Group Actions on Sets: Understanding the Permutation Group S_3

[T-O7]

Okay, so I'm trying to understand the notion of group actions, and I'm having a little difficulty understanding how to work on this question:

Describe all the ways the group $$S_3$$ can act on a set $$X$$with 4 elements.

I mean, an action assigns with every element in $$S_3$$ a permutation of the set X. The confusing thing for me now is that the group we start with is a permutation group itself, so it's like for every permutation in $$S_3$$, we assign a permutation of X. But how does that help me answer the question?

 

[matt grime]

You are asked to describe all homomorphisms from S_3 to S_4.

One way to do this is to pick generators of S_3 in a suitable fashion.

We may use the fact it is generated by transpositions.

S_3 is generated by (12) and (23)

How cany you embed these elements in S_4 in a group homomorphic way?

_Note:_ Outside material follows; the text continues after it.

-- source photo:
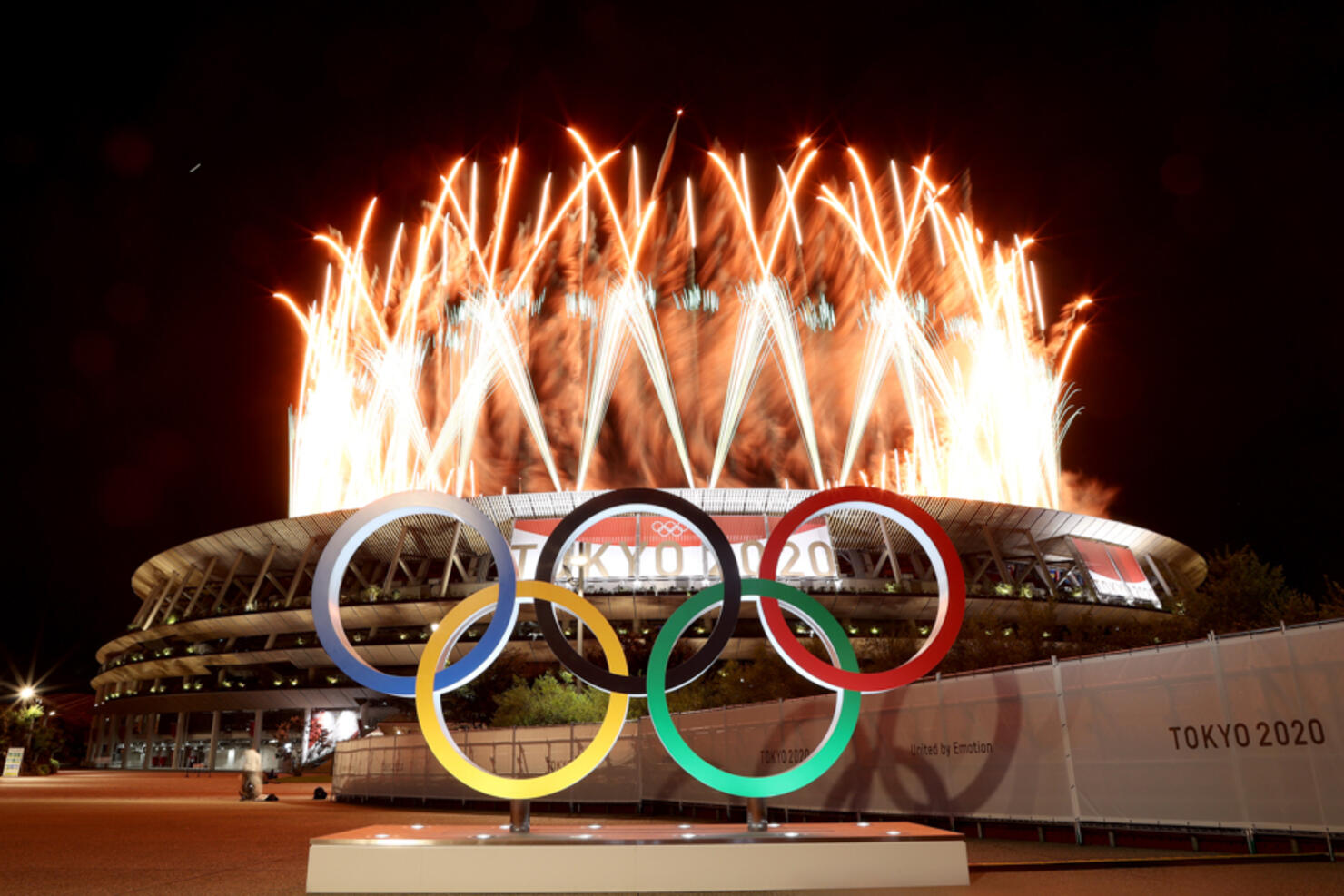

Hint: if phi is a homomorphism, ord(phi(x)) divides ord(x).

 

[T-O7]

Okay, so describing all homomorphisms from $$S_3$$ to $$S_4$$ seems a little more tangible. I suppose there are four "natural" homomorphisms, described by simply ignoring one element in $$S_4$$, and using the permutation of $$S_3$$ to permute the remaining 3 elements. Hmm...by the looks of it, I don't think there can be any other homomorphism, but I'm now thinking of a way to show that.

 

[matt grime]

Well, there are other homomophisms; who said the map needed to be injective?